Что мне может предложить этот мир? При условии получения образования в приюте и полном отсутствии местной магии? Горничная, няня, поломойка, подавальщица и жена. Да, и еще шанс оказаться в роли ночной феи. Негусто. Возможно, я неправильно ставлю вопрос? Что я могу предложить этому миру? Может, и многое, но для этого надо либо убедить окружающих в своей квалификации… что в моем возрасте здешних одиннадцати лет практически нереально… или раскрыться. Вот как раз этого вообще нельзя.
Это в соседнем Гольдштадте попаданцев повадились выдергивать откуда ни попадя как корнеплоды из грядки, и превращать их в полезных членов общества, а здесь, в Саларии, лучше даже не намекать о своем происхождении! Это у них там церковь отделена от государства, а здесь почитание божественной Илэн – вполне себе официальная религия, и ее представители просочились повсюду, даже до высших эшелонов власти добрались. Не говоря уже о том, что все среднее образование под себя подмяли: школы и приюты функционируют исключительно под их крылом.
И здешняя церковная социальная доктрина, то бишь представление об общественном идеале вкупе с суждением о современном обществе, не приемлет попаданцев ни в каком виде. И настаивает на их инаковости и обязательном уничтожении. А если вспомнить, что социальное учение церкви является нормативным, то есть социально-этическим, преобразовывающим истину веры в норму жизни общества, то малейшее подозрение, что где-то завелись те самые приблудные иномиряне, приводило местные службы в поисковый раж. Саларийские следаки открывали дело о проникновении, розыскники проводили само следствие, и, найдя попаданца, как правило, недрогнувшей рукой уничтожали подозреваемого путем усекновения головы.

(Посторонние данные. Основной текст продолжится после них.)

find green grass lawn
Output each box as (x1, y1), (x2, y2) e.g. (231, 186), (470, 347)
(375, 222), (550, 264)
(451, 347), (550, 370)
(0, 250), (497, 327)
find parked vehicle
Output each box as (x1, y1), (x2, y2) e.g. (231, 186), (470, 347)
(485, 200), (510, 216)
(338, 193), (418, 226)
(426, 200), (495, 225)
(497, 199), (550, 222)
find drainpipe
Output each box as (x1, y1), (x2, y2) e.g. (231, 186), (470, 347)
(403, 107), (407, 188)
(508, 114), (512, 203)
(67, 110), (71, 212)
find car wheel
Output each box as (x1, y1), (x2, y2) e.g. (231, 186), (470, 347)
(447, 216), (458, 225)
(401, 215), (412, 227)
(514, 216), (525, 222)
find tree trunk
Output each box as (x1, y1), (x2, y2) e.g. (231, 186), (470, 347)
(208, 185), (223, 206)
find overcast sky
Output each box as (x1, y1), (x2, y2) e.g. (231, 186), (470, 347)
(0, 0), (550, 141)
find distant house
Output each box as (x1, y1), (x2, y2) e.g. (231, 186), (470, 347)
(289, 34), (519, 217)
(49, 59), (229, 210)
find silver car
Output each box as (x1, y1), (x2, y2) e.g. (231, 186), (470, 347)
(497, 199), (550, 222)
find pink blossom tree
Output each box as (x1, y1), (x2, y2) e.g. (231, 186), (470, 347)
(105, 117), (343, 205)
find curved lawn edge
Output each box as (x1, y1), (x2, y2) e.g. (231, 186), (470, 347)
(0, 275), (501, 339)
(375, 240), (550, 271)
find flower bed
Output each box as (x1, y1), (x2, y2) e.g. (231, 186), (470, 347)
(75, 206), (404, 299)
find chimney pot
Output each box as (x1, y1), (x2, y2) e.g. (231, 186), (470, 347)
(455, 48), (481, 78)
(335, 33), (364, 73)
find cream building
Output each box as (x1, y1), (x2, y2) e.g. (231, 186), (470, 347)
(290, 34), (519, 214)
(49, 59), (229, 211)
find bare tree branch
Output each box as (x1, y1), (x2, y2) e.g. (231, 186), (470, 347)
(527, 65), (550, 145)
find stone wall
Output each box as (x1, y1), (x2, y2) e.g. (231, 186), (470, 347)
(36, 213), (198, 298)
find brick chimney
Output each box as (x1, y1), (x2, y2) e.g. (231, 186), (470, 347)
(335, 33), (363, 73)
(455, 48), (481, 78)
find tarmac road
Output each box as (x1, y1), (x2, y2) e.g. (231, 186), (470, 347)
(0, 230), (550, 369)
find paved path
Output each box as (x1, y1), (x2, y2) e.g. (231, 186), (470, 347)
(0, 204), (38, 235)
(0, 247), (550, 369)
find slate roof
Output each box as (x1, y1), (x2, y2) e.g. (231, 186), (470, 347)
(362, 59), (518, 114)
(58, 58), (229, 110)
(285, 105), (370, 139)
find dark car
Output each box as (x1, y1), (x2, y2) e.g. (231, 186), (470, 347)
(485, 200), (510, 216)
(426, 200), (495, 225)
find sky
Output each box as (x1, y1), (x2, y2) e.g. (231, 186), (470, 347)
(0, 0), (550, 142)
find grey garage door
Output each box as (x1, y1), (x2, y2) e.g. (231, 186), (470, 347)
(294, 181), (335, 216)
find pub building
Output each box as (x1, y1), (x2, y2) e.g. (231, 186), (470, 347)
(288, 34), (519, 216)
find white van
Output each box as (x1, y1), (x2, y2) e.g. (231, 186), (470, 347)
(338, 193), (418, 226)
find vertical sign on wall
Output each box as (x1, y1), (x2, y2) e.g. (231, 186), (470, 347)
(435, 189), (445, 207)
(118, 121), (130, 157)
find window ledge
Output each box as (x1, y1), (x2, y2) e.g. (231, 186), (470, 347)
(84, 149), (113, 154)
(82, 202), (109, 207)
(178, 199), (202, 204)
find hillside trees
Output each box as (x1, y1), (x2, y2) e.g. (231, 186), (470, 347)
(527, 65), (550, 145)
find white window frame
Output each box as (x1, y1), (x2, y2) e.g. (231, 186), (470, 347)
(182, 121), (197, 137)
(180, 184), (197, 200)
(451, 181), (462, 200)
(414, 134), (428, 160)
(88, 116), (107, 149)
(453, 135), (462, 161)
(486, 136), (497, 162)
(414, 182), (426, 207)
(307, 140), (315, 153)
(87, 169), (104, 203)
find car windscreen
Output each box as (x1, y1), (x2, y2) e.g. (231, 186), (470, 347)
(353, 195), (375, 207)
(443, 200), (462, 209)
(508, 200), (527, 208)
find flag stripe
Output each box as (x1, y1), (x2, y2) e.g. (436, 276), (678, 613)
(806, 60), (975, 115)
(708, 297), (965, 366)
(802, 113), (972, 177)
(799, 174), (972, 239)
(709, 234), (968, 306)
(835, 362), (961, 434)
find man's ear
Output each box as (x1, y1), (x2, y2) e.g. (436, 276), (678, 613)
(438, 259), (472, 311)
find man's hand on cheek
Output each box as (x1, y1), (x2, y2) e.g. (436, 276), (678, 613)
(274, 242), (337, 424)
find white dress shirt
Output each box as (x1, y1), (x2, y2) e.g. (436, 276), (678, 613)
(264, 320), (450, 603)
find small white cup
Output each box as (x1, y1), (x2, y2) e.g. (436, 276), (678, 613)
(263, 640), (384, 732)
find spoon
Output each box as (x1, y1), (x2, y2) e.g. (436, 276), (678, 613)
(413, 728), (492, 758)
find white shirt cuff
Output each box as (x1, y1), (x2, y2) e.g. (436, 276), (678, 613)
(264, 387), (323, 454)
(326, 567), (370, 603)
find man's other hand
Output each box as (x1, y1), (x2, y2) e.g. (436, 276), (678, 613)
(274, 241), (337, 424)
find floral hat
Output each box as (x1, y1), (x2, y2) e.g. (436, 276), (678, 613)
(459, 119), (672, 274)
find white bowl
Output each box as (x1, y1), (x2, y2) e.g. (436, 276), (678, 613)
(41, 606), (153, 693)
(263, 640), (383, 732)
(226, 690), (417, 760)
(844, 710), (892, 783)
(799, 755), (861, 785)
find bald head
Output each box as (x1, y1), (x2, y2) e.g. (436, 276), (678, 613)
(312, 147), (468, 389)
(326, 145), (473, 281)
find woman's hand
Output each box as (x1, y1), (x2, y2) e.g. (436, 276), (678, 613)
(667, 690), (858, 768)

Значит, остается путь убеждения окружающих в своей полезности… интересно, как? Проведенный в здешнем попаданстве год пока кроме знания языка и понимания, что женщины без магических способностей и благородного происхождения здесь практически никто, ничем больше меня не порадовал… Единственный крохотный шанс – университет для не-магов. Только вот как туда попасть…
Оказывается, была и другая возможность. Однажды утром во время завтрака в столовую буквально влетела (о, и что у нас могло случиться?) сестра Милена и возбужденно протараторила:
– Всем после еды собраться в молельне!
И с неприличной торопливостью убежала. Ну, в молельню, так в молельню, тем более, что после пожара ее уже восстановили… и сейчас нам что-нибудь расскажут… И старшая сестра-монахиня Марена таки сообщила нам новость с приличествующим пиететом в голосе:
– Завтра к нам прибывает с ежегодным визитом матрона Ливенсталь!
И чё? Эта самая патронесса, как я поняла, курирует сколько-то там приютов и школ на вверенной ей территории, появляясь в них раз в году, якобы с проверкой. А все остальное время живет в собственное удовольствие, не вникая в нужды патронируемых заведений.
И вот где повод для радости? Мой скепсис явно разделяли остальные воспитанницы, не ждавшие от визита этой марионеточной патронессы ничего для себя хорошего. Но это новость оказалась не последней.
– А вместе с ней нам нанесет визит домина Николь Эрсти-Эзинг!
Вот тут девчонки оживились и принялись перешептываться. А это еще кто? И почему такой ажиотаж?